Audit: Springfield Nonprofit Charged State for $700,000 in Non-reimbursable Expenses
BOSTON, MA — The Office of the State Auditor today released an audit of the New England Farmworkers’ Council Inc. (NEFWC) which found a Springfield nonprofit used more than $700,000 in state funds for non-reimbursable expenses. The report also questions whether NEFWC’s board of directors, many of whom also sit on boards of several related organizations under the umbrella of Partners for Community, can provide proper independent fiscal oversight.
NEFWC is a nonprofit which provides job training, day care, and other services to low-income persons on behalf of the Commonwealth. The agency is one of a group of companies affiliated with an organization called Partners for Community Inc., also located in Springfield. The audit reviewed fiscal years 2010 through 2012 and found that NEFWC failed to ensure all expenses paid for with Commonwealth funds were supported by adequate documentation. Without supporting documentation, it is impossible to determine if these $700,000 in expenses are properly reimbursable.
“The question,” according to State Auditor Suzanne Bump,” is not whether NEFWC should have engaged in these activities. It is whether they should have been paid for with state resources.”
Identified expenses included:
- $162,590 paid for consulting services without the use of a procurement process or the retention of proper supporting documentations as required by state regulations. Further, some of these payments may have been for lobbying services, which the state specifically does not allow.
- $454,871 in salary payments over three years to its chief executive officer (CEO) without adequate supporting documentation. In addition, according to financial reports, NEFWC’s CEO received compensation from state sources that exceeded established limits, was reported as being a full-time employee for more than one company, and the CEO’s total compensation from all sources was not accurately reported in NEFWC’s state financial filings.
- $32,377 in unallowable travel allowances paid to its CEO.
- $35,750 in interest payments on a loan used to purchase a building not associated with any of NEFWC’s state-funded programs.
- $11,692 for charges at a restaurant which were inadequately documented and/or used for activities not related to state-funded programs.
- $41,495 paid for repair and maintenance services which were inadequately documented or not directly related to NEFWC’s state funded-programs.
“This audit makes a fairly simple point – if you want to do business with the state you follow the state’s rules,” said Auditor Bump. “Proper documentation of all expenses is absolutely necessary to ensure that public resources are being used for a real public purpose.”

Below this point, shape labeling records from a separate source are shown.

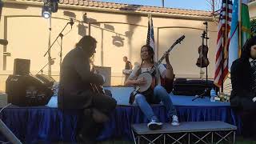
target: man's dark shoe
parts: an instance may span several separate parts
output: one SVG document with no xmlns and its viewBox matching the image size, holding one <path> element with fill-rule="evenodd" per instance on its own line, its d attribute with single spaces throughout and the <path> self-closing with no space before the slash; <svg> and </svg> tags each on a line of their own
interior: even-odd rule
<svg viewBox="0 0 256 144">
<path fill-rule="evenodd" d="M 82 134 L 79 134 L 76 136 L 76 140 L 78 144 L 96 144 L 96 142 L 84 137 Z"/>
</svg>

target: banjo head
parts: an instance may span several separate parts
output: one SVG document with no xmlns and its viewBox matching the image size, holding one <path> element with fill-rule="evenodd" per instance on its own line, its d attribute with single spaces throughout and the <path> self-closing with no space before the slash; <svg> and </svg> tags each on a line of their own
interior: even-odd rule
<svg viewBox="0 0 256 144">
<path fill-rule="evenodd" d="M 137 78 L 137 79 L 139 78 L 144 78 L 146 80 L 146 84 L 139 86 L 139 89 L 138 89 L 138 92 L 144 92 L 146 90 L 147 90 L 152 83 L 152 76 L 150 73 L 142 73 L 141 74 L 138 75 L 138 77 Z"/>
</svg>

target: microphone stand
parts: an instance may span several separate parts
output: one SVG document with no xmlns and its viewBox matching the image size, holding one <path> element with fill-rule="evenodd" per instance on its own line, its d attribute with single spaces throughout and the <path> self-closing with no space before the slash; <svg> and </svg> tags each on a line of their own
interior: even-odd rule
<svg viewBox="0 0 256 144">
<path fill-rule="evenodd" d="M 203 41 L 204 41 L 204 39 L 206 40 L 206 46 L 208 47 L 208 42 L 208 42 L 208 39 L 209 39 L 209 38 L 208 38 L 208 23 L 207 23 L 207 22 L 203 22 L 203 24 L 206 26 L 206 31 L 204 31 L 204 32 L 206 32 L 206 33 L 202 35 L 202 38 L 203 38 Z M 194 100 L 196 100 L 196 99 L 198 98 L 204 98 L 204 94 L 209 94 L 209 90 L 209 90 L 209 86 L 208 86 L 208 66 L 207 66 L 206 68 L 206 90 L 205 90 L 205 91 L 204 91 L 202 94 L 201 94 L 200 95 L 196 95 L 195 98 L 192 99 L 192 101 L 194 101 Z"/>
<path fill-rule="evenodd" d="M 52 58 L 52 59 L 50 59 L 50 62 L 48 62 L 36 74 L 39 74 L 40 72 L 42 73 L 42 72 L 43 72 L 43 69 L 45 68 L 45 67 L 46 67 L 46 66 L 48 66 L 48 65 L 50 65 L 50 66 L 51 65 L 53 65 L 54 63 L 54 60 L 55 58 Z"/>
<path fill-rule="evenodd" d="M 71 26 L 73 25 L 73 21 L 72 21 L 72 24 L 71 22 L 69 22 L 66 24 L 66 26 L 64 26 L 64 28 L 62 29 L 62 30 L 59 33 L 59 34 L 58 35 L 58 37 L 55 38 L 54 42 L 51 44 L 51 46 L 48 48 L 47 51 L 46 52 L 46 54 L 43 55 L 44 57 L 46 55 L 47 53 L 49 53 L 49 51 L 50 50 L 50 49 L 52 48 L 52 46 L 54 46 L 54 44 L 56 42 L 56 41 L 58 40 L 58 38 L 59 37 L 61 37 L 61 52 L 60 52 L 60 65 L 62 64 L 62 39 L 63 39 L 63 34 L 62 32 L 64 31 L 64 30 L 66 29 L 66 27 L 67 26 L 67 25 L 70 24 Z"/>
</svg>

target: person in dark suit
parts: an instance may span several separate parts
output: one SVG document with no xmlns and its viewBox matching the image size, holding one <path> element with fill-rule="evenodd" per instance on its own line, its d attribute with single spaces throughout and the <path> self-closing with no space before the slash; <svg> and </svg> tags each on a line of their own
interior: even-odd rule
<svg viewBox="0 0 256 144">
<path fill-rule="evenodd" d="M 242 134 L 256 140 L 256 37 L 247 40 L 230 70 L 230 105 L 241 112 Z"/>
<path fill-rule="evenodd" d="M 91 84 L 102 85 L 104 78 L 91 72 L 90 58 L 96 52 L 96 40 L 84 36 L 64 58 L 60 70 L 58 106 L 62 110 L 82 110 L 78 129 L 79 142 L 95 143 L 102 124 L 116 106 L 116 101 L 91 89 Z"/>
</svg>

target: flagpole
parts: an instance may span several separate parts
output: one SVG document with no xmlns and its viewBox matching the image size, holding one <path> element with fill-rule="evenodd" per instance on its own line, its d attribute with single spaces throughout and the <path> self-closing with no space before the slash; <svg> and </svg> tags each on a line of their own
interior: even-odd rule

In addition, the audit found that the composition of NEFWC’s board of directors did not meet the requirements of the terms and conditions of its state contracts because 40% of its members were management-level employees of NEFWC – the contractual limit is 30%. Moreover, the audit noted that all of NEFWC’s related parties within the Partners for Community organization share common board members. Such a board composition, the audit says, may have lacked the independence necessary to fully meet its oversight abilities, particularly over transactions between the Partners for Community entities.
“The issues we identified throughout this report are primarily the result of a board not adequately fulfilling its role as fiscal overseers,” said Auditor Bump. “To ensure proper arm’s length transactions, New England Farmworkers’ Council should consider changing its board membership to include more independent members not related to other affiliated organizations.”
The audit recommends that NEFWC should cooperate with the state’s Operational Service Division to resolve the non-reimbursable expenses identified in the report and to improve its documentation of identified expenses.
The Office of the State Auditor conducts technical and performance audits of state government’s programs, departments, agencies, authorities, contracts, and vendors. With its reports, the OSA issues recommendations to improve accountability, efficiency, and transparency.